Perhaps one of the most challenging career paths an individual can take is that of the safety professional. Yes, it may be true that there are professions that are more dangerous such as police officer, fire fighter, utility worker, etc. but it is the safety professional with his knowledge, experience and skills that will bring these individuals home safely every day.

Workers in just about every field of endeavor face on-the-job hazard on a daily basis. Committed safety managers try to ensure safety by applying OSHA regulations to minimize workplace hazards and exposures. In many cases it seems like these efforts are challenged by production managers whose priorities are to get "product" out the door under stringent time constraints and to hold the company's bottom line. Legitimate reasons -but at what cost?

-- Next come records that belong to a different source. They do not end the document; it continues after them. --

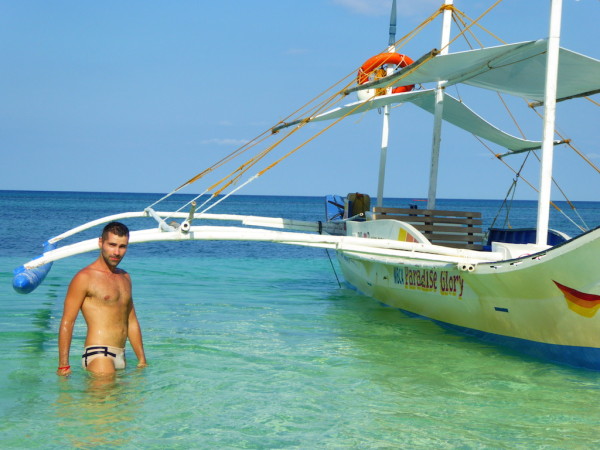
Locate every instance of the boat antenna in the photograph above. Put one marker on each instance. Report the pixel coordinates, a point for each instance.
(392, 40)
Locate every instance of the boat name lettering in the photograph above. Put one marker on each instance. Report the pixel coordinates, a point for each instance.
(429, 280)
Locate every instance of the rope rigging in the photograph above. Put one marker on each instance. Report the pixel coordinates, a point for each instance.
(273, 138)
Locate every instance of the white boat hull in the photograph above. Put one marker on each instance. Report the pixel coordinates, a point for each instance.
(514, 302)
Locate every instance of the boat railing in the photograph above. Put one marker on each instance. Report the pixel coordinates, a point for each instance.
(456, 229)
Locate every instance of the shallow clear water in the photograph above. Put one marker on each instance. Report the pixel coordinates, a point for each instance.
(257, 346)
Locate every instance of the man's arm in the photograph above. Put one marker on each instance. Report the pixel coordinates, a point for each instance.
(135, 337)
(73, 300)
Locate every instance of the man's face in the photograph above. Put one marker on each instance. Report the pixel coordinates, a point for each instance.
(113, 249)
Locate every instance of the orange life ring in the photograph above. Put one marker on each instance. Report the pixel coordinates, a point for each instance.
(377, 61)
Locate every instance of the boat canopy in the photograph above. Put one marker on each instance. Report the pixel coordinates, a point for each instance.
(517, 69)
(454, 112)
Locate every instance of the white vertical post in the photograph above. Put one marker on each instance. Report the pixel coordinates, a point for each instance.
(386, 112)
(383, 153)
(549, 119)
(439, 109)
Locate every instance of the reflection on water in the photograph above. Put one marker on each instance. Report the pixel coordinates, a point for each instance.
(99, 410)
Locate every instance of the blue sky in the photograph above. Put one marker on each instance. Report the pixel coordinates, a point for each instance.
(138, 96)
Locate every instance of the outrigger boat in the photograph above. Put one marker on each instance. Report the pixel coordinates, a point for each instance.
(535, 290)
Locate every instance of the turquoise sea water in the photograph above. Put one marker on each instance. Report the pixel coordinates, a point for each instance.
(257, 346)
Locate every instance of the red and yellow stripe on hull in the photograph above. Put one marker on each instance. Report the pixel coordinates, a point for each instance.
(584, 304)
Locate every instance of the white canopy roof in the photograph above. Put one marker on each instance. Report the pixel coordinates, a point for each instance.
(517, 69)
(455, 112)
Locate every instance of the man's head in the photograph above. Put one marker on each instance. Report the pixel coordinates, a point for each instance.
(116, 228)
(113, 243)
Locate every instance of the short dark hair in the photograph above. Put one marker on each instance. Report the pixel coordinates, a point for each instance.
(116, 228)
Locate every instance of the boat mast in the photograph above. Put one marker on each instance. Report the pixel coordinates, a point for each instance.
(439, 108)
(549, 119)
(386, 111)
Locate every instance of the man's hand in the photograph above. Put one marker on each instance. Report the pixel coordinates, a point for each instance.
(64, 371)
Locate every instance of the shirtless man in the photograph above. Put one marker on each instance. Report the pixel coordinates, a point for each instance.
(103, 294)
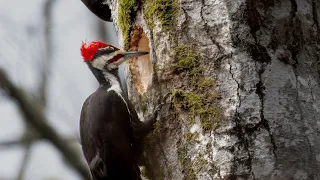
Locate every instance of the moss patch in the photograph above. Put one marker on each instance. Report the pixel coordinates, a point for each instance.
(164, 10)
(127, 9)
(186, 164)
(199, 99)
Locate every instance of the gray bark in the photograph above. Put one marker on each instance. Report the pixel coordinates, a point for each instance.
(264, 59)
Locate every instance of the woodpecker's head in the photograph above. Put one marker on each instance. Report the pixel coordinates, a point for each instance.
(106, 57)
(102, 58)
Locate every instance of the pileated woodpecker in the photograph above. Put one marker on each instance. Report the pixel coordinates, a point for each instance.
(99, 8)
(109, 126)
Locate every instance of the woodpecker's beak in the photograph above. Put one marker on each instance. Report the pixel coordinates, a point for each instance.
(128, 55)
(132, 54)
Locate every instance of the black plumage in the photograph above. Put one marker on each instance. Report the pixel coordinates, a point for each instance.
(110, 129)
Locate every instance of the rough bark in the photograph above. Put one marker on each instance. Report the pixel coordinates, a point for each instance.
(262, 57)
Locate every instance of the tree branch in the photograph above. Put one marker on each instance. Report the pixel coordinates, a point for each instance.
(37, 119)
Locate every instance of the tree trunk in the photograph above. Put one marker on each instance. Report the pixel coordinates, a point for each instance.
(244, 82)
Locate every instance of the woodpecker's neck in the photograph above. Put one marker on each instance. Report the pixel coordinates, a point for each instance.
(108, 79)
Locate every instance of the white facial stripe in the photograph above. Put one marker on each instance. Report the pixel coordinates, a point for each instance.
(101, 61)
(115, 86)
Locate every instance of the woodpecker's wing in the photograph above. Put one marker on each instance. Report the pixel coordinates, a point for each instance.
(107, 138)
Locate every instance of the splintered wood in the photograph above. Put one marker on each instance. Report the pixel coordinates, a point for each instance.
(140, 67)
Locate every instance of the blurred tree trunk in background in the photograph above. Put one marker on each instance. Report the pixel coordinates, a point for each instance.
(244, 78)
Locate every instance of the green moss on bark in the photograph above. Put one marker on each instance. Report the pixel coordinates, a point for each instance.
(127, 9)
(164, 10)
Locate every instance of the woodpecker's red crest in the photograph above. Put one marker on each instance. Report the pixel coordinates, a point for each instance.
(89, 50)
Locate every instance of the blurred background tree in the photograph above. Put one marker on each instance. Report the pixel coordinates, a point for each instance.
(40, 58)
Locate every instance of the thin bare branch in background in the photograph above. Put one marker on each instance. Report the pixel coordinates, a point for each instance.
(46, 61)
(47, 12)
(35, 117)
(24, 162)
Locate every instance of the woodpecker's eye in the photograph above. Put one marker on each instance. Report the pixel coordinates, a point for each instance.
(108, 48)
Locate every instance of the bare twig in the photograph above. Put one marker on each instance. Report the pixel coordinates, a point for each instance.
(26, 140)
(24, 162)
(35, 116)
(47, 12)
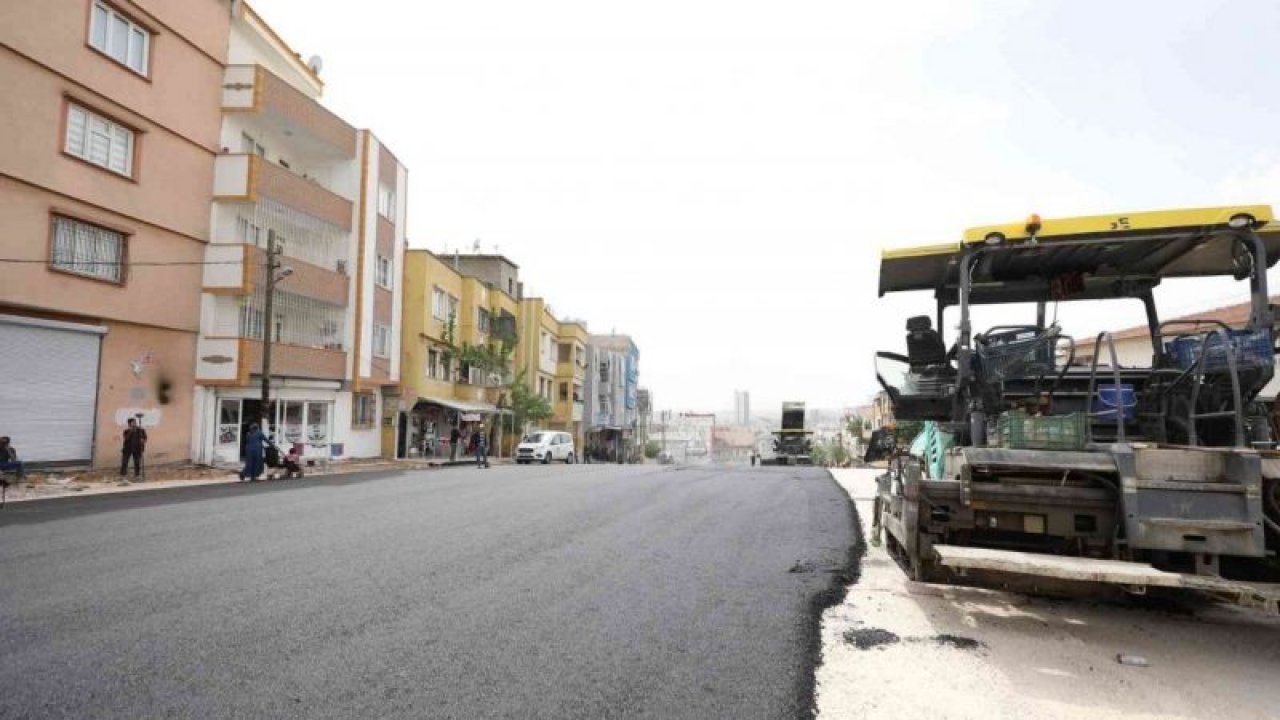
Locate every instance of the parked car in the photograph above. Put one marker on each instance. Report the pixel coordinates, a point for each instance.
(544, 446)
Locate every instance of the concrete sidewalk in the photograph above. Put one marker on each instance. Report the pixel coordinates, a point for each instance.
(54, 484)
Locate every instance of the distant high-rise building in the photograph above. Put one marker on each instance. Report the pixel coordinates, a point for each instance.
(741, 408)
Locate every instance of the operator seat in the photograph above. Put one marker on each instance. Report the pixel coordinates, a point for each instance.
(924, 347)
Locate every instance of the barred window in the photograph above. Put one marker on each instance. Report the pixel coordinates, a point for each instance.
(364, 410)
(87, 250)
(96, 140)
(383, 272)
(382, 341)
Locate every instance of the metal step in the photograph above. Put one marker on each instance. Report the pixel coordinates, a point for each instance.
(1134, 575)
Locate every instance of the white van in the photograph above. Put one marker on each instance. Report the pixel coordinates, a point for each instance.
(544, 446)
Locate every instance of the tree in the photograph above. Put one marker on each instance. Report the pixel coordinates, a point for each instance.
(528, 408)
(905, 431)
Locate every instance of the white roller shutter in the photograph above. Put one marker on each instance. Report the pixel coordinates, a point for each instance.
(49, 388)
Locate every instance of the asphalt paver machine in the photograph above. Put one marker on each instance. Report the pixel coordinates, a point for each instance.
(1047, 459)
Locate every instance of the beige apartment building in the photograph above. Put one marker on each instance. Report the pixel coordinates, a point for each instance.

Fatalities and serious injuries are still occurring in the workplace even with everyone's best efforts to decrease these numbers or even bring them to a screeching halt. What is the answer? Is it that companies don't care or want to spend the money for safe equipment, processes and procedures? Unfortunately, the answer is yes. We can read any safety publication and see the huge fines given to companies for non-compliance of OSHA regulations which lead to the serious injury of their employees. But fortunately, these companies are few and don't represent the vast majority of companies with visionary leaders who are at the forefront in promoting safety for their employees.

In a recent article of Safety & Health magazine (February 2005) major CEO's of companies were interviewed about their commitment to safety. The article entitled CEO'S Who 'Get It" showed overwhelmingly that their driving force was because it was the right thing to do. Safety does pay.

Somewhere along the way, these executives were sold on safety. Whether they practiced safety principles on their way up the executive ladder or they were sold on safety by motivated safety professionals, they believe that safety is a core value in their company.

What about your company? Is upper management committed to safety or are you having a difficult task as safety manager in selling your programs? Selling is a learned skill and sometimes success comes after many failures. Book stores are filled with sales books and the techniques used to be successful in this endeavor. Perhaps these are the techniques safety professionals must utilize if not master to sell safety.